Perhaps China’s most famous film director, Zhang Yimou, is known for bringing Raise the Red Lantern, The House of Flying Daggers and Hero to the silver screen. Lately, however, he’s better known for something else. Throughout the last half-year, Zhang has been dogged by rumors that he sired seven children—and that’s not the truly scandalous part. The real issue was that he hadn’t paid fines levied on most urban couples who have more than one child, according to rumors.
The scandal had legs—enough so that, last weekend, Zhang finally came clean, declaring that he and his actress wife would be submitting to a local government investigation for dodging fines for their two sons and one daughter.
Even for Zhang, these “social support fees,” as extra-child fines are known, aren’t pocket change. One legal expert estimates he could owe as much as $26.3 million, as such fines can be linked to household income (though it’s unclear how many extra children that estimate is based on).
Regular people find these fines no less exorbitant. In Jiangsu province, where Zhang lives, couples with three children (i.e. two more than they’re legally allowed to have) must pay between five and eight times the combined annual income of both spouses, as the Wall Street Journal reports. In Beijing, couples had to pay nearly $40,000 for an extra child in 2012, according to China Economic Weekly, though fines can go as high as $176,000.
Only in the last year or so did the government reveal that it collects around $3 billion a year in “social support fees.” But that seems low.
Using a legal technique that resembles the U.S.’s Freedom of Information Act requests, a lawyer named Wu Youshui found that, in 2012, 17 out of 31 provinces brought in a combined $2.6 billion. While Jiangxi province officials pocketed around $550 million in fines, Sichuan province collected $394 million. After holding out for months, Guangdong province today revealed that its residents had coughed up $239 million last year, reports China News Net. So far in 2013, 23 provinces brought in $3.1 billion in fines.
Local governments are supposed to spend revenue reaped from extra-child fines on social services that the additional children, in theory, require. Wu’s audit reveals that hasn’t been happening.
“Not even one province can provide information about using and auditing the fines,” Wu told Reuters in September. Last July, Wu said he’d “found the majority of those fees went into local authorities’ pockets.”

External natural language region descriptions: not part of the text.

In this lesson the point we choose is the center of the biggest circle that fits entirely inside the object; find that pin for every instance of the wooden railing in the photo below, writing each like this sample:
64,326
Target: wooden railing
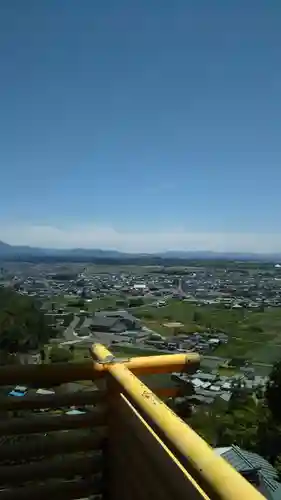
152,453
46,452
126,443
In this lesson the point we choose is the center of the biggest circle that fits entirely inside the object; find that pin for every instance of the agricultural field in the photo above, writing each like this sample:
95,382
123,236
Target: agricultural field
255,335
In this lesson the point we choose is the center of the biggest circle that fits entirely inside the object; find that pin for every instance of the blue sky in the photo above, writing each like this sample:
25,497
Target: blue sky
141,124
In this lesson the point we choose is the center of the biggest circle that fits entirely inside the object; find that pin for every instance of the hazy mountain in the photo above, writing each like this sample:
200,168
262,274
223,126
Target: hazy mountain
17,251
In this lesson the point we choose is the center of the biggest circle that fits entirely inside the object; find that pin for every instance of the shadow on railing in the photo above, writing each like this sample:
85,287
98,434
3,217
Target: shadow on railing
114,438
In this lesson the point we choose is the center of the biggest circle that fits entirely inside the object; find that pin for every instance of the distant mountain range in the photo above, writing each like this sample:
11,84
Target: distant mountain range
18,252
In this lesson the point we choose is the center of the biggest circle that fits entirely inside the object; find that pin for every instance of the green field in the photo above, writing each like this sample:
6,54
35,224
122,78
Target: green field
254,335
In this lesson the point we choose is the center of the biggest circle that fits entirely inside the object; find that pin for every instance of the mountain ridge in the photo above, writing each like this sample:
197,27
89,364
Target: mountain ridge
20,251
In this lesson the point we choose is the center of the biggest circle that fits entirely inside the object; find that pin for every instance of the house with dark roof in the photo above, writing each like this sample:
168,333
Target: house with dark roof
114,322
254,468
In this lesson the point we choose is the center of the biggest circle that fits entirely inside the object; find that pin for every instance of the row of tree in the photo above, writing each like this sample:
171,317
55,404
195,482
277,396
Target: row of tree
252,422
23,325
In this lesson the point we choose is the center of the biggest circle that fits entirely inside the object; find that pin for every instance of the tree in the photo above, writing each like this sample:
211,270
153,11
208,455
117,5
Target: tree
60,355
273,392
197,316
138,301
23,325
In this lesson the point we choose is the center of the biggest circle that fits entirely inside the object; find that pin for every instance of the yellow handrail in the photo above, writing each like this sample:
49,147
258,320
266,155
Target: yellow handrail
217,478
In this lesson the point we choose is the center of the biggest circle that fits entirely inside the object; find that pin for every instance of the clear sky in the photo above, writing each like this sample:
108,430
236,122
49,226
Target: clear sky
141,124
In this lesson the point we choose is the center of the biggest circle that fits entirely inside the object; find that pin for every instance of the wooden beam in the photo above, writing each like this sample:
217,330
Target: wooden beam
65,467
56,490
48,423
37,402
49,446
212,473
145,365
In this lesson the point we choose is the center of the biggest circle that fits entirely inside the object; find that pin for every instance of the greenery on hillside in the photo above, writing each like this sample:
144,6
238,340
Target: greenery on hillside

The government just relaxed the one-child policy, allowing couples made up of two only-children to give birth to a second child. Everyone else still must pay. In Beijing, as of last spring, couples that included just one only-child spouse were on the hook for fines of 300,000 yuan ($49,247) for bearing a second child. And for those that refuse, the government has ways of making people pay. In 2012, a man named Yang Zhizhu refused to pay for his second daughter, reports The Economist. His protest turned out to be futile: The government simply withdrew 240,300 yuan from his wife’s bank account.